Ma dopo l’approvazione dell’Epidiolex, stanno arrivando anche i primi cambiamenti. Il 6 di luglio infatti, in una risposta alle pressanti richieste, il Dipartimento della sanità pubblica della California ha rilasciato in silenzio una scheda, affermando che il CBD in qualsiasi prodotto alimentare ad uso umano o animale è vietato nello Stato, perché la canapa industriale non è riconosciuta come sicura per il consumo negli alimenti, facendo riferimento al Controlled Substance Act del 1970 e alla posizione della FDA. Nella dichiarazione si può leggere che: “Sebbene la California attualmente autorizzi la produzione e la vendita di prodotti a base di cannabis (compresi quelli commestibili), l’uso della canapa industriale come fonte di CBD da aggiungere ai prodotti alimentari è proibito. Fino a quando la FDA non stabilirà che l’olio di CBD derivato dalla canapa industriale ei prodotti CBD possono essere usati come alimenti o la California stabilisce che sono sicuri da usare per il consumo umano e animale, i prodotti CBD non sono un alimento approvato, un ingrediente alimentare, un additivo alimentare o integratore alimentare”.

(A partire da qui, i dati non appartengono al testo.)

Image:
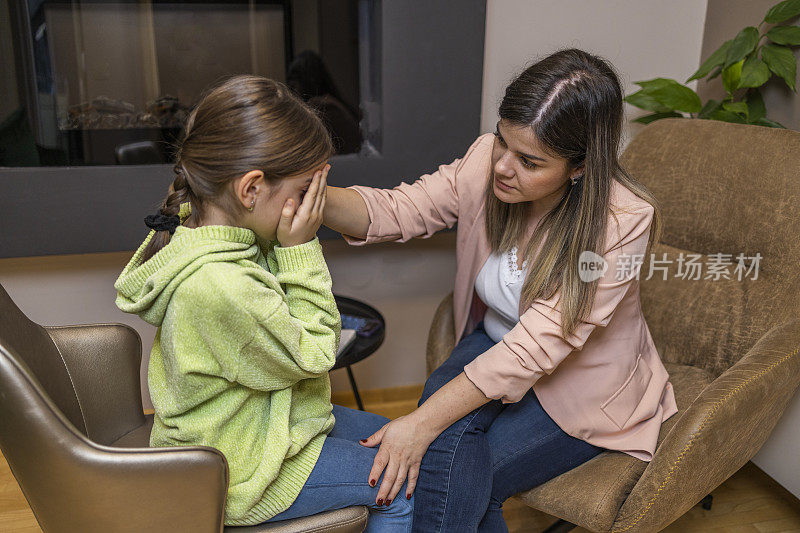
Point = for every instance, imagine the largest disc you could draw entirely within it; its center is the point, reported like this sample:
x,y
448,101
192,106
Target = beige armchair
x,y
75,437
732,348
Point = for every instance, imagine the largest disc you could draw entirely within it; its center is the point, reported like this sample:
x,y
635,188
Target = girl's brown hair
x,y
572,101
243,123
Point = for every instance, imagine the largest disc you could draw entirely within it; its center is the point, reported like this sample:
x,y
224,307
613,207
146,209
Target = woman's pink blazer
x,y
605,383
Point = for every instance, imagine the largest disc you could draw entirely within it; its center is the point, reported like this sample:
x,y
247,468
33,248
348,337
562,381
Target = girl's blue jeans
x,y
340,477
491,454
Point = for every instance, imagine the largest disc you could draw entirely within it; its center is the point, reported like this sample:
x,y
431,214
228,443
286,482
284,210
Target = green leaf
x,y
755,103
789,35
672,94
711,106
736,107
644,101
714,60
755,72
742,45
783,11
780,60
769,123
731,76
728,116
647,119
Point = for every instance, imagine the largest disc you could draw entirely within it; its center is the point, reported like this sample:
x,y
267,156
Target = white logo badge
x,y
591,266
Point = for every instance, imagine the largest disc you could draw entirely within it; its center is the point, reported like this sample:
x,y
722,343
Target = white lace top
x,y
499,285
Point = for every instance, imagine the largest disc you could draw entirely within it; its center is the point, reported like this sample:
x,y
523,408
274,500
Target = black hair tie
x,y
161,222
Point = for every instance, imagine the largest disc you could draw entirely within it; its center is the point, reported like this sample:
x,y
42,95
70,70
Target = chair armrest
x,y
140,489
441,336
720,431
103,361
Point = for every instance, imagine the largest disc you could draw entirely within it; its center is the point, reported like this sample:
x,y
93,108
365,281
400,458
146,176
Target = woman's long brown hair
x,y
572,101
243,123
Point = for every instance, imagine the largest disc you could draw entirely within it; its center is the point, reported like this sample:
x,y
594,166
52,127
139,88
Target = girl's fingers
x,y
402,472
311,196
318,200
389,477
287,213
380,462
413,475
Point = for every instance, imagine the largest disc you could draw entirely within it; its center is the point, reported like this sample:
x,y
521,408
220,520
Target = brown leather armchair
x,y
732,348
76,439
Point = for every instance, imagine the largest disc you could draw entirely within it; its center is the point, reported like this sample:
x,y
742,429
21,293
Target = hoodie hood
x,y
145,288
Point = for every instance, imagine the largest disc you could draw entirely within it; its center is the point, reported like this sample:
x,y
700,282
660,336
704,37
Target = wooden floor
x,y
750,501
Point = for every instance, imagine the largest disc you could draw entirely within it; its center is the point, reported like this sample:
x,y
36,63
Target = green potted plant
x,y
745,64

In Europa l’Epidiolex sarà probabilmente approvato a fine 2018 o all’inizio del 2019 ma non va dimenticato che a livello europeo è già stato approvato il primo farmaco a base di cannabis: correva l’anno 2011 quando il Sativex, che ha come principi attivi sia il CBD che il THC, fu approvato in oltre 30 Paesi. Intanto la Gran Bretagna, il Paese d’origine dell’azienda che produce Sativex ed Epidiolex, è stato il primo paese a classificare il CBD come un ingrediente medicinale, mettendo fine alla libera vendita a partire dal 2016.

Intanto anche all’OMS è iniziata la prima storica revisione delle proprietà mediche della cannabis, che potrebbe cambiare il posizionamento della cannabis nelle tabelle di riferimento dei vari paesi membri. Una revisione che interesserà anche il CBD alla luce delle recenti scoperte scientifiche e degli interessi sempre più pressanti delle multinazionali del farmaco.

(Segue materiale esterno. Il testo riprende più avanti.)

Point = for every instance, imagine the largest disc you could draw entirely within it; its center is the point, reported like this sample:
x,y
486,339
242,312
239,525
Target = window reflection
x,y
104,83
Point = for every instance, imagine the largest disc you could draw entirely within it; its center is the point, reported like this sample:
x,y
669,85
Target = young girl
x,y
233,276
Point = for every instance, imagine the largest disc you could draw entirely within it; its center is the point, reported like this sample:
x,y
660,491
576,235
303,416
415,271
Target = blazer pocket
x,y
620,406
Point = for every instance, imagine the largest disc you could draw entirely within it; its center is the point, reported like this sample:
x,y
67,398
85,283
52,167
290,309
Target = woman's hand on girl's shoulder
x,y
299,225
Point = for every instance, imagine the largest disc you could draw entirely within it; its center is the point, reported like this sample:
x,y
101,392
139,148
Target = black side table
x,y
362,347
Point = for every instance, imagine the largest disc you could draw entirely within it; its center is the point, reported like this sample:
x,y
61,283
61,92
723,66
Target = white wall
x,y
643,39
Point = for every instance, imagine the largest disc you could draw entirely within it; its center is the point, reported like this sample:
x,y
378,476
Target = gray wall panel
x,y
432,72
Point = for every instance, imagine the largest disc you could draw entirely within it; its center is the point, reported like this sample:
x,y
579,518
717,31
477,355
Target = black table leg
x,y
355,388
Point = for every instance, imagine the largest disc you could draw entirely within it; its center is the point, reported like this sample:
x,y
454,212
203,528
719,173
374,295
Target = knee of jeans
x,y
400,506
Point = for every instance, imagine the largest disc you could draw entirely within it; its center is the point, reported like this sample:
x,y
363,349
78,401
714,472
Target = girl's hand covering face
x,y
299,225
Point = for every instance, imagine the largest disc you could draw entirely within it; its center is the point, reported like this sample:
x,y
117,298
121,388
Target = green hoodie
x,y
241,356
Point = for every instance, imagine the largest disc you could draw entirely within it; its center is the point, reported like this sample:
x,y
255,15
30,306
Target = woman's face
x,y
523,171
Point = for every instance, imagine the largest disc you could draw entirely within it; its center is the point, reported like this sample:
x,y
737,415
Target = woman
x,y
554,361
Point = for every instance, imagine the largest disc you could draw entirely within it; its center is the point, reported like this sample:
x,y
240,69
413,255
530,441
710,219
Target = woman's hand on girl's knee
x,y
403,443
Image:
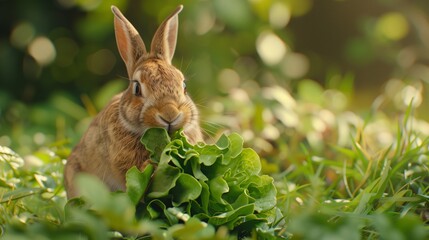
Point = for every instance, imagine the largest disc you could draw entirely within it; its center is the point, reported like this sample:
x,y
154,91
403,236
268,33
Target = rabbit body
x,y
156,97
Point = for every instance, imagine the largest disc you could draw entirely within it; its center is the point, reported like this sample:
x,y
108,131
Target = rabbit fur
x,y
156,97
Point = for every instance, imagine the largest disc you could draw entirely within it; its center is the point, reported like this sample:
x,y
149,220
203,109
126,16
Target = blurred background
x,y
280,72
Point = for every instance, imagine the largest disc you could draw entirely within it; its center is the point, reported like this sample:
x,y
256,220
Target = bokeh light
x,y
42,50
392,26
271,48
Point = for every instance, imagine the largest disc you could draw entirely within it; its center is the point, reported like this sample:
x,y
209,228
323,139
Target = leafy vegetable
x,y
219,184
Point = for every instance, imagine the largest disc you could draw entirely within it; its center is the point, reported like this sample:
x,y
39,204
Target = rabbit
x,y
156,97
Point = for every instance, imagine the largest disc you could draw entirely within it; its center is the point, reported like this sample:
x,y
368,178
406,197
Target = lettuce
x,y
219,184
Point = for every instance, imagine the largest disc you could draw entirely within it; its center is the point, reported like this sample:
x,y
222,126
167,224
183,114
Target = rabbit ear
x,y
164,41
130,44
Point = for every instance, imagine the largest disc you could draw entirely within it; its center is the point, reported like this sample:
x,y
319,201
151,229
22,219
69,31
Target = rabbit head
x,y
156,95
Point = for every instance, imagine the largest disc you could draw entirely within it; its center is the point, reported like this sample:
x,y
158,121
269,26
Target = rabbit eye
x,y
184,87
136,88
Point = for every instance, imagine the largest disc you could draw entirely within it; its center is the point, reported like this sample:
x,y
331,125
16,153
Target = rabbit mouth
x,y
171,123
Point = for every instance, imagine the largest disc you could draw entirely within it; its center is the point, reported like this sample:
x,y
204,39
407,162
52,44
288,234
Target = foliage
x,y
219,184
347,162
358,189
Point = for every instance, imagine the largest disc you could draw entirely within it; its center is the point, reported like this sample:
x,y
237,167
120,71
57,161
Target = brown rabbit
x,y
156,97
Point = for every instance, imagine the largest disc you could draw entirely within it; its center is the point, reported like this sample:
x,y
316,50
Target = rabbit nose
x,y
170,116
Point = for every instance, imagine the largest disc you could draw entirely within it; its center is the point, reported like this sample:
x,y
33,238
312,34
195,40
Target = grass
x,y
347,177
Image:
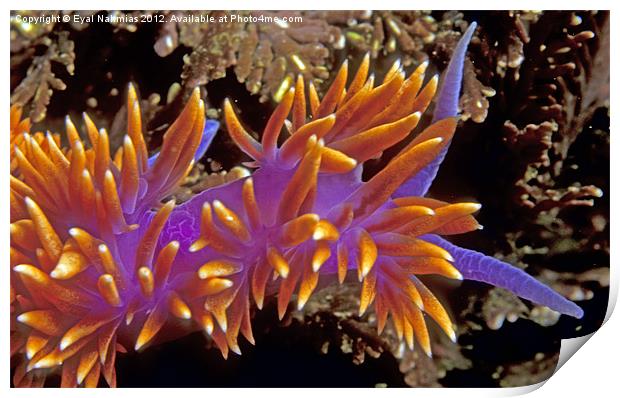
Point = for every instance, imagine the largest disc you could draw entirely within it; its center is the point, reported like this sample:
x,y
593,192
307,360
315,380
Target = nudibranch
x,y
100,264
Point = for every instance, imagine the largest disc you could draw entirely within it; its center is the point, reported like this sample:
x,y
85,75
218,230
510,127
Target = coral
x,y
266,56
40,80
99,263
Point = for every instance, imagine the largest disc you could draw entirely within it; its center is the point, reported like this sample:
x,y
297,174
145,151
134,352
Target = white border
x,y
592,372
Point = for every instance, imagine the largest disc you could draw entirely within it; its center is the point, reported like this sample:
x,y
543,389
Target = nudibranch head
x,y
99,263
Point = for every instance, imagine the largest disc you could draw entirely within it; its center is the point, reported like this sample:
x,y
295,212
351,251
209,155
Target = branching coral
x,y
100,264
40,81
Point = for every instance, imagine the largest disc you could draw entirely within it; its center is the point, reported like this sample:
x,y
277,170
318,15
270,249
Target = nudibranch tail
x,y
99,263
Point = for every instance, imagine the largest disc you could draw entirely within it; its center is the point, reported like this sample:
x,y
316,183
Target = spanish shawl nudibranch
x,y
99,263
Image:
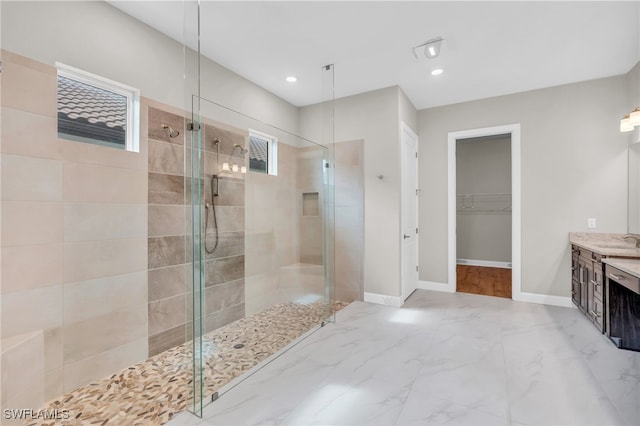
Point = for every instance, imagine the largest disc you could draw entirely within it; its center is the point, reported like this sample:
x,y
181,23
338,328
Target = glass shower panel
x,y
192,202
260,241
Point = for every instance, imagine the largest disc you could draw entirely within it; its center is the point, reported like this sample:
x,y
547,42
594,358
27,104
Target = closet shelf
x,y
483,203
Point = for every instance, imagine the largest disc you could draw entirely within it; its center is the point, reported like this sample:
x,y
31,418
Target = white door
x,y
409,237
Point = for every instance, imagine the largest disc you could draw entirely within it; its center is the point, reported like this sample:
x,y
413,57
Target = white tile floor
x,y
455,359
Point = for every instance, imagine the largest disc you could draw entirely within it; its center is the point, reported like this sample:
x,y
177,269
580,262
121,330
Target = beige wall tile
x,y
96,183
26,62
165,220
29,134
157,117
23,387
166,251
167,313
52,349
166,158
166,189
28,89
31,222
101,333
53,384
169,338
167,282
99,297
224,295
96,259
230,218
224,317
92,154
85,371
101,221
26,267
32,310
229,244
31,179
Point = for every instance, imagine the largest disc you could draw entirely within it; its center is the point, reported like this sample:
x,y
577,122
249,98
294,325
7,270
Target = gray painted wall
x,y
574,166
633,80
483,166
96,37
375,118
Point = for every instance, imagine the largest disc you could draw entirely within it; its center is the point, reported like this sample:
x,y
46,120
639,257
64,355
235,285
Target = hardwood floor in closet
x,y
483,280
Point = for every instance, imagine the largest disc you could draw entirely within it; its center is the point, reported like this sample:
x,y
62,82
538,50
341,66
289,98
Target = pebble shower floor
x,y
153,391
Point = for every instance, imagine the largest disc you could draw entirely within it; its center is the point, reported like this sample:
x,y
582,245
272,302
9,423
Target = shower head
x,y
242,150
170,130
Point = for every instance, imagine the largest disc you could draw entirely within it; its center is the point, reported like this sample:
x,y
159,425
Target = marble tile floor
x,y
153,391
447,359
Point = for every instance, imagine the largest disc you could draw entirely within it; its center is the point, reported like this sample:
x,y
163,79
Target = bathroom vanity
x,y
623,292
605,285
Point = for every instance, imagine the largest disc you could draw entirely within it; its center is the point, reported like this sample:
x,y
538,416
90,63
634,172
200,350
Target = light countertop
x,y
630,266
611,245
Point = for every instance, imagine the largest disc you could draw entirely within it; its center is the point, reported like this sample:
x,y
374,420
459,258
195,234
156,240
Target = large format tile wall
x,y
284,255
170,296
349,220
272,230
74,231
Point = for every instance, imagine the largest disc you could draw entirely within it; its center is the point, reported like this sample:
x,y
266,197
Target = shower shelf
x,y
483,203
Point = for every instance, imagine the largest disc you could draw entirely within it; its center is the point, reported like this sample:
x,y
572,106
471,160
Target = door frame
x,y
406,130
516,200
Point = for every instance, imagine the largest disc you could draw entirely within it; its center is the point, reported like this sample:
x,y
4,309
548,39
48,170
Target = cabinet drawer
x,y
624,279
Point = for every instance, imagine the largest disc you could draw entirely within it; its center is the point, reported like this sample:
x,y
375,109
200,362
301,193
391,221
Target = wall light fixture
x,y
629,121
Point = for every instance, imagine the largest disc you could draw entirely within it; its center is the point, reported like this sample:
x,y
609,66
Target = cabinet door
x,y
597,314
583,279
575,255
596,280
575,292
590,297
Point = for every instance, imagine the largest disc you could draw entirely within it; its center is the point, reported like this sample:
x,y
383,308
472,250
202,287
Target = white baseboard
x,y
487,263
432,285
544,299
383,299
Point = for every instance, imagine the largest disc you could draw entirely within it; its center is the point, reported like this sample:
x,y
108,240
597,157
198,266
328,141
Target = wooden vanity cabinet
x,y
587,284
575,276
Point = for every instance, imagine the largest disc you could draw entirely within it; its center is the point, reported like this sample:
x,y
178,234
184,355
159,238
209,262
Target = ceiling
x,y
489,48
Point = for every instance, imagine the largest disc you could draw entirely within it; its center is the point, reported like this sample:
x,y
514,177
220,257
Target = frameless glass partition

Ad oggi in Italia c’è solo un documento del 2008 firmato dall’allora dirigente dell’Ufficio centrale stupefacenti del ministero della Salute, che spiegava come da noi il CBD fosse un componente con riconosciuta attività farmacologica ma che non era inserito in tabella I, quella della sostanze stupefacenti, senza specificare altro.

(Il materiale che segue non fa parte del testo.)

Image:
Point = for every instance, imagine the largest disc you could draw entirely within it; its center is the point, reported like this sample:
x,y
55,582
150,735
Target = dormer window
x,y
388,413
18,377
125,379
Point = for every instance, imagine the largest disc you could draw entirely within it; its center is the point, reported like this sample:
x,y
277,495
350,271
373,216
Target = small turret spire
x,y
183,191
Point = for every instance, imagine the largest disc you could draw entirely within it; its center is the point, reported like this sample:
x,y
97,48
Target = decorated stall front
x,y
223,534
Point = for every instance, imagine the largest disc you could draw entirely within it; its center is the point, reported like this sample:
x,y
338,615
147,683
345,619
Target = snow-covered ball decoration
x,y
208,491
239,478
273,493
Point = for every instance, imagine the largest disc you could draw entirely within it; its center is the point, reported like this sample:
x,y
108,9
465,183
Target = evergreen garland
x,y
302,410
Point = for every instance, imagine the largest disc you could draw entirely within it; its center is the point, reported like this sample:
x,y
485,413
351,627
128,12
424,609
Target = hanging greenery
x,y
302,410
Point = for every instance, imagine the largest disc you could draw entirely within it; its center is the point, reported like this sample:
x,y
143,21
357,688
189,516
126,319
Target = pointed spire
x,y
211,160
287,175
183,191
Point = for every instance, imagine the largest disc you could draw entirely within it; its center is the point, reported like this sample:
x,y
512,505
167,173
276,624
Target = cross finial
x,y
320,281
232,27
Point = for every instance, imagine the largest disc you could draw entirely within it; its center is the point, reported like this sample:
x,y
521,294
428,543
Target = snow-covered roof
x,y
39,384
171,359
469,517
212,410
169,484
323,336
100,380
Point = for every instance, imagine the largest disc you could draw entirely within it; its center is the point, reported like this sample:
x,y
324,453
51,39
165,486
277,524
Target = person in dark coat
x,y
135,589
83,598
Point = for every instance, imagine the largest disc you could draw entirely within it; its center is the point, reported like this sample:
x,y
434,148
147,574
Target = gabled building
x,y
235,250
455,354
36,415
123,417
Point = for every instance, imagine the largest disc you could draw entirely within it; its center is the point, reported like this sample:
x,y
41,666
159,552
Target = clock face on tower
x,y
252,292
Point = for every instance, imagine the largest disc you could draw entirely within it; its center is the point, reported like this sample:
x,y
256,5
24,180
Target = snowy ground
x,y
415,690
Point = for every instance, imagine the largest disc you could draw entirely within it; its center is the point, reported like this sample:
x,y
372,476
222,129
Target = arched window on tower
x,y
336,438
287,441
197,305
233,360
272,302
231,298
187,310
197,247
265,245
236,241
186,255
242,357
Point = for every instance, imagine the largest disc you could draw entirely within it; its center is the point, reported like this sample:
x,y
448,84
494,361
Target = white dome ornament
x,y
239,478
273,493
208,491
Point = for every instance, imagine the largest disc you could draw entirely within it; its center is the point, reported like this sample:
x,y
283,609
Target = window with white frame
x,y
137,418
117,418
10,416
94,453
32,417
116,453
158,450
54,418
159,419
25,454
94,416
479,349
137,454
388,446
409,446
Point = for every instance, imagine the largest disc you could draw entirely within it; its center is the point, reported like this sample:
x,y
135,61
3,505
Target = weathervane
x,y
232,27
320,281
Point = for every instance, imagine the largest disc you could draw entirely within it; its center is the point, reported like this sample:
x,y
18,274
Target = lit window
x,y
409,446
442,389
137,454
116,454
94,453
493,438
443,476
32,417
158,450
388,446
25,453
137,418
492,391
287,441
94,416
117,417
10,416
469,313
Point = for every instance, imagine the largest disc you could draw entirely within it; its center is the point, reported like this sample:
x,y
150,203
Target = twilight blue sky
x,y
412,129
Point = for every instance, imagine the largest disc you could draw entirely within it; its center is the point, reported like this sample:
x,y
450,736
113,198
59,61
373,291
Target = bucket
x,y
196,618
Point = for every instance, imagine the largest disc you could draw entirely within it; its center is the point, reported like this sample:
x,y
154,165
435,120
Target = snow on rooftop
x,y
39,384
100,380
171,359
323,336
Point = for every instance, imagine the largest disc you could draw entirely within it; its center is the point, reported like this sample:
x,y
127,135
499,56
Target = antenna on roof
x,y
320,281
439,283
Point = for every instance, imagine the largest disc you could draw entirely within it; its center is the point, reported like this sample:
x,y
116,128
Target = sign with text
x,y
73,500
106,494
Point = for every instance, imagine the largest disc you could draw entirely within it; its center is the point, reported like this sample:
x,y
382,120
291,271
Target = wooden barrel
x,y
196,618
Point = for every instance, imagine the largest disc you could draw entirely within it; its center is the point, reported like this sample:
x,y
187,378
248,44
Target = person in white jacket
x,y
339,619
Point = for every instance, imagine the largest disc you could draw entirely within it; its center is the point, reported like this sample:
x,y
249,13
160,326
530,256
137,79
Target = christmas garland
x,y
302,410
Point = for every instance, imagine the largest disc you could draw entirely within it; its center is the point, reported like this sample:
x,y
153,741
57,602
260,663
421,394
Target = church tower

Le prospettive future sono due: che qualsiasi prodotto contenente CBD sarà considerato farmaco e quindi dovrà essere autorizzato dall’AIFA (Agenzia Italiana del Farmaco), cosa che però avviene solo per i farmaci industriali; una decisione che penalizzerebbe fortemente il nascente mercato della cannabis light, che ha bassi valori di THC ma alti di CBD, così come più in generale il settore che utilizza la canapa industriale per estrarre CBD: i prodotti derivati non potrebbero più essere venduti liberamente, ma si troverebbero solo in farmacia, dietro prescrizione medica.

Il secondo è uno scenario che prevederebbe delle soglie di regolamentazione per i dosaggi del CBD, definendo a quali dosaggi il CBD viene considerato come un farmaco e quando no, permettendo la commercializzazione di CBD come integratore o alimento.